Customization focus Mistral's approach to AI model customization Guillaume Lample, co-founder and chief scientist at Mistral, said many enterprise use cases can be handled by smaller models if they're fine-tuned. He added that while large closed-source models may perform better out-of-the-box, the real gains come from customization. "In many cases, you can actually match or even out-perform closed source models," he said.

Model capabilities Mistral Large 3: A competitive frontier model The Mistral Large 3 model matches some of the key features of larger closed-source AI models like OpenAI's GPT-4o and Google's Gemini 2. It also competes with several open-weight rivals. The Large 3 is one of the first open frontier models to offer multimodal and multilingual capabilities in a single package, making it comparable to Meta's Llama 3 and Alibaba's Qwen3-Omni.

Model design Mistral Large 3's architecture and applications The Mistral Large 3 features a "granular Mixture of Experts" architecture with 41B active parameters and 675B total parameters. This allows efficient reasoning across a 256k context window, delivering both speed and capability. The model can analyze long documents, code, create content, and serve as an AI assistant for complex enterprise tasks like workflow automation.

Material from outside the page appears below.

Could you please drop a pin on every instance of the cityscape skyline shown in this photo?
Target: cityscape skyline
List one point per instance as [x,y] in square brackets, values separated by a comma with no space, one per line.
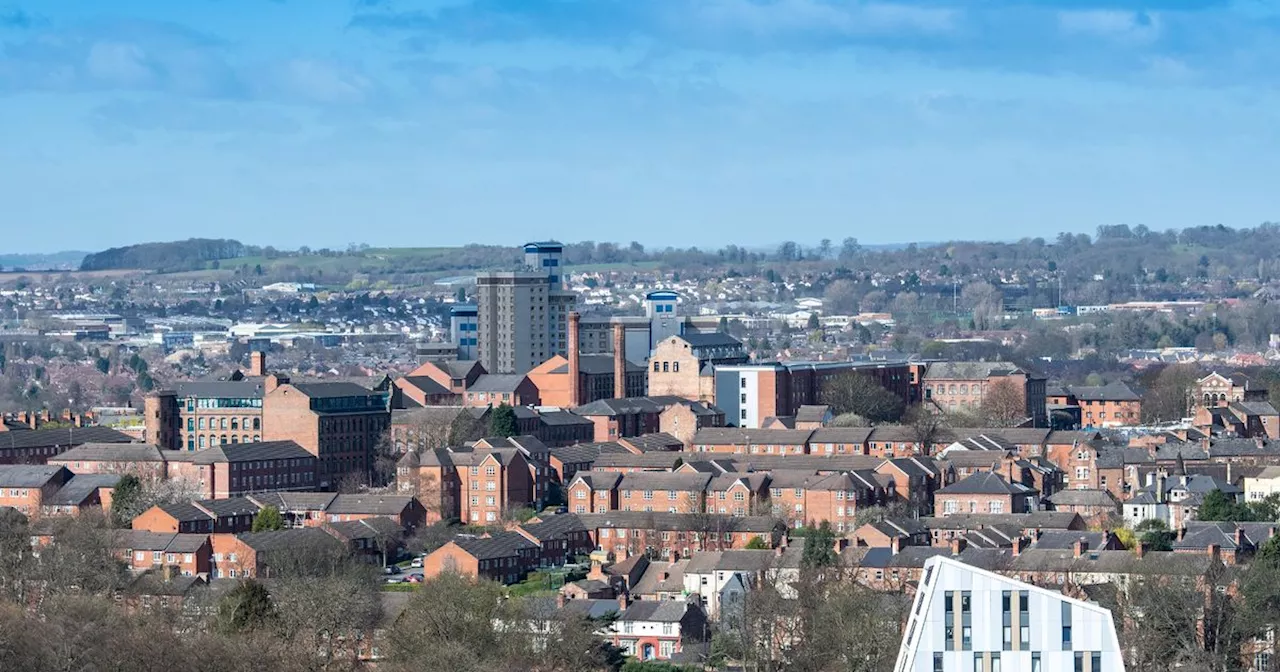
[433,123]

Model suite Mistral 3: A suite of smaller models The Mistral 3 suite includes nine high-performance dense models in three sizes (14B, 8B, and 3B parameters) and three variants: Base (the pre-trained foundation model), Instruct (chat-optimized for conversation and assistant-style workflows), and Reasoning (optimized for complex logic and analytical tasks). All variants support vision, handle 128K-256K context windows, and work across languages.